# New calls!



## El Gato Loco (Jan 15, 2010)

A new set of predator calls I just got in from my buddy Ed @ EW Game Calls. These are made from Bois de Rose - found only on the island of Madagascar. I think this is the same wood that got Gibson in trouble recently. Are these beautiful, or what? I probably won't be able to afford any more calls made from fancy wood but at least I got these!


----------



## youngdon (Mar 10, 2010)

Those are absolutely gorgeous ! The stippling really makes them look exquisite !


----------



## Rick Howard (Feb 25, 2012)

Ed did those way right.

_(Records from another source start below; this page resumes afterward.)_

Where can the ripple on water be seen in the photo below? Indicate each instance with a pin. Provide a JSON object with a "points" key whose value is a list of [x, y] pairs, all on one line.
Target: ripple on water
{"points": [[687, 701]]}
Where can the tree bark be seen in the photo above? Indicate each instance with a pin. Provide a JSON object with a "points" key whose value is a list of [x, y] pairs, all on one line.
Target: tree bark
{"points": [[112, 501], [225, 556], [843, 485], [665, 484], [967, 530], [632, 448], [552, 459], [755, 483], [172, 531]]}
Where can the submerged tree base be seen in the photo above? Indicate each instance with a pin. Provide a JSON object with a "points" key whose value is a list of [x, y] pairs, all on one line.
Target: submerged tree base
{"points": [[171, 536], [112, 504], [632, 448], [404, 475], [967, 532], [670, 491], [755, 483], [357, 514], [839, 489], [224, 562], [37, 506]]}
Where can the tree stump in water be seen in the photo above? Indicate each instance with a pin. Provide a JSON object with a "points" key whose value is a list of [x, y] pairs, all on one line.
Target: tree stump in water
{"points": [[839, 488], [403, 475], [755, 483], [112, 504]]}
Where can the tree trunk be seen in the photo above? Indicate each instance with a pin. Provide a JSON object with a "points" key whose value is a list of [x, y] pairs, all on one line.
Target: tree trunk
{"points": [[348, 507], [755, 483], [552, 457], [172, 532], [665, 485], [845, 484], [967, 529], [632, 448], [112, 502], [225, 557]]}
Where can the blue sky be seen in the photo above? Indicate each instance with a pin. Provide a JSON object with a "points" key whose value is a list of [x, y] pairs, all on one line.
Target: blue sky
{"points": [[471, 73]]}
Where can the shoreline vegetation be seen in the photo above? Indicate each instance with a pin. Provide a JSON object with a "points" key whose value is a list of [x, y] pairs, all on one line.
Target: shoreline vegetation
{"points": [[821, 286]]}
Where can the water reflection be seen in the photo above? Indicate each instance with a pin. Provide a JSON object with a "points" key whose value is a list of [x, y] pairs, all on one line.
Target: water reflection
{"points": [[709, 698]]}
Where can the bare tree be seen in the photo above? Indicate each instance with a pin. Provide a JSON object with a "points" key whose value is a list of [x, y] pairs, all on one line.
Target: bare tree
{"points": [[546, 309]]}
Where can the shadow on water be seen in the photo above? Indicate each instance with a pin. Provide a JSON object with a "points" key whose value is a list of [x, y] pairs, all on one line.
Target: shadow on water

Nice calls Chris and fine work Ed.


----------



## Lonehowl (Feb 16, 2010)

Nicley done Ed! Beauties!
Mark


----------



## SWAMPBUCK10PT (Apr 5, 2010)

*YUPPERS DEMS PRETTY EDDY----VERY NICE MY FRIEND-----------SB*


----------



## Weasel (Jun 18, 2012)

Those are MAGNIFICENT!!!


----------



## bones44 (Jan 7, 2011)

Wish I could have got in on some of those. Pieces of art !


----------



## azpredatorhunter (Jul 24, 2012)

Sweet! Ed can make some nice calls! The bois de rose is some great wood.


----------



## bar-d (Feb 3, 2010)

Exquisite? Magnificent? What the heck? are you guys trying to class up the joint with multi syllable words? I was going to say purdier than a speckled pup but somehow that seems low brow now.
Anyhoo, congrats on the calls Chris.


----------